Beautiful People Behaving Badly & Susan Choi’s My Education

Love, like a blacksmith, struck me with a hammer, then plunged me in a wintry torrent.–Anacreon, 413

My-EducationIn Susan Choi’s elegant new novel, My Education, beautiful people behave badly.  A stunning woman devastates the lives of three characters who are  far from guiltless, but suffer disproportionately.

The narrator, Regina Gottlieb, a brilliant graduate student in English, is astounded by the beauty of Nicholas Broduer, an English professor who has been (falsely) accused of sexual harassment.  When Regina, baffled by his seminar, goes to his office, the reader wonders if she will seduce him.

She does not.

Nicholas is charming and recruits her as a T.A. for his Chaucer class:   though she has never read Chaucer, she is quick-witted. Her fellow T.A., the endearing Laurence, explains how little she needs to know to grade undergraduate papers.  Later, the three spend a quiet day together at Nicholas’ house, eating, drinking, and grading.  The highly organized Nicholas gives Regina all the data and tips she needs to  grade each paper in five minutes. (Sometimes she falls a little behind.)

Later, when Laurence and Regina are invited to a dinner party given by Nicholas and his wife Martha, Laurence tells her about Martha.

She’s very intrepid, Martha.  She lived on Madagascar for a year for some reason, and learned to cook something in a can.  Truly–she can cook you a multicourse meal with no more than a fire and a large-size tin can.  The first time I went to their house it was summer, and Martha had constructed a fire pit of stones in their backyard, and she’d set up a wrought-iron grill, and she served clams casino, wild-mushroom pizza, whole lobsters, a corn salad, and, I am earnest, a peach pie, all of which she produced from that fire without setting foot in her kitchen.  You know Nicholas almost can’t boil water.”
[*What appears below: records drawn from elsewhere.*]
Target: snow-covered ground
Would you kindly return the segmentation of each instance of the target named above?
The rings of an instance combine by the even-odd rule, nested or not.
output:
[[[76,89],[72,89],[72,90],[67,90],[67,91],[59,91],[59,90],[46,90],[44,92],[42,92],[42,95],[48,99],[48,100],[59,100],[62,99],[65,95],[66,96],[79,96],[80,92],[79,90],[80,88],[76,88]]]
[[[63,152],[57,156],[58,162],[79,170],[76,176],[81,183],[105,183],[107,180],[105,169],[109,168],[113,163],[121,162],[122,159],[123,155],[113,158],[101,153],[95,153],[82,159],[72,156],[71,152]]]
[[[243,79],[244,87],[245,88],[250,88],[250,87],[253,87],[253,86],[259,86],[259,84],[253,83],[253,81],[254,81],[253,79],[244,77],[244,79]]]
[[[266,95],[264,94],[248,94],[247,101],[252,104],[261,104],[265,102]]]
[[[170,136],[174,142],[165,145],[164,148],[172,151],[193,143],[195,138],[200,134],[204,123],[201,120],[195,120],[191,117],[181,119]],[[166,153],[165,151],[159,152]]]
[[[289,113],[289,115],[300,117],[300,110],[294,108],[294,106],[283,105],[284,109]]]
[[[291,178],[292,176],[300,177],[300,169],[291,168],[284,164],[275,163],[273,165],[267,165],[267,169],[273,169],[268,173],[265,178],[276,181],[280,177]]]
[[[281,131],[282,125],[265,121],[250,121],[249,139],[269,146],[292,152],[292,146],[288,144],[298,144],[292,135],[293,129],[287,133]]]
Martha is a blond, gorgeous, brilliant, sullen, outdoorsy professor with a baby she prefers to hand over to the nanny.   She is bad-tempered at the party, practically throwing parts of a stale baguette at her guests, and  she barely converses . But Regina, drunk and fascinated by Martha, finds her outside and initiates wild, quick sex with her. It seems that Martha and Nicholas have been sleeping in separate rooms for quite a while.  Both have had affairs.  But when Regina and Martha embark on an affair, it is dangerous for everybody.

Choi has an unerring ear for dialogue, tells a compelling story, and writes beautifully.

My favorite character is Regina’s housemate, Dutra, a witty ex-drug dealer who was kicked out of his prestigious school ,attended a community college for two years, and then transferred to the university in the small college town in New York, where he is now a medical student.  Dutra, like Nicholas and Regina, is struck by Martha.

Every perfect detail gives information about Regina’s charming outlook and the atmosphere of the university town.

Dutra drove a very old, very damaged Volvo sedan the color of calamine lotion where it wasn’t affected by rust. The car was so barely indistinguishable from the countless other aged, rusted, neutral-toned Volvo sedans living out their last days in that time it might have been part of a utopian experiment of ubiquitous, ownerless cars, as with bicycles in some parts of Europe and indeed even here in the seventies, when the university had apparently paid for a fleet of bicycles for public use on the campus, all of which had wound up within just a few days abandoned at the base of the hill.

All four of the characters end up in New York, though Martha moves west, leaving the others to recover from their suffering.  Regina is instrumental in putting things right years later when she is a mother and a writer.  And this remarkable last section of the book is in some ways the most interesting.  We get to see the characters indedependently of their love for Martha.

My only criticism is that Martha reminded me slightly of She-Who-Must-Be-Obeyed in H. Rider Haggard’s She.  She is a goddess with total control over everybody.  But I do know that beautiful people can control and devastate. I believed in her.

And I loved this book.  It’s brilliant, one of the best of the year.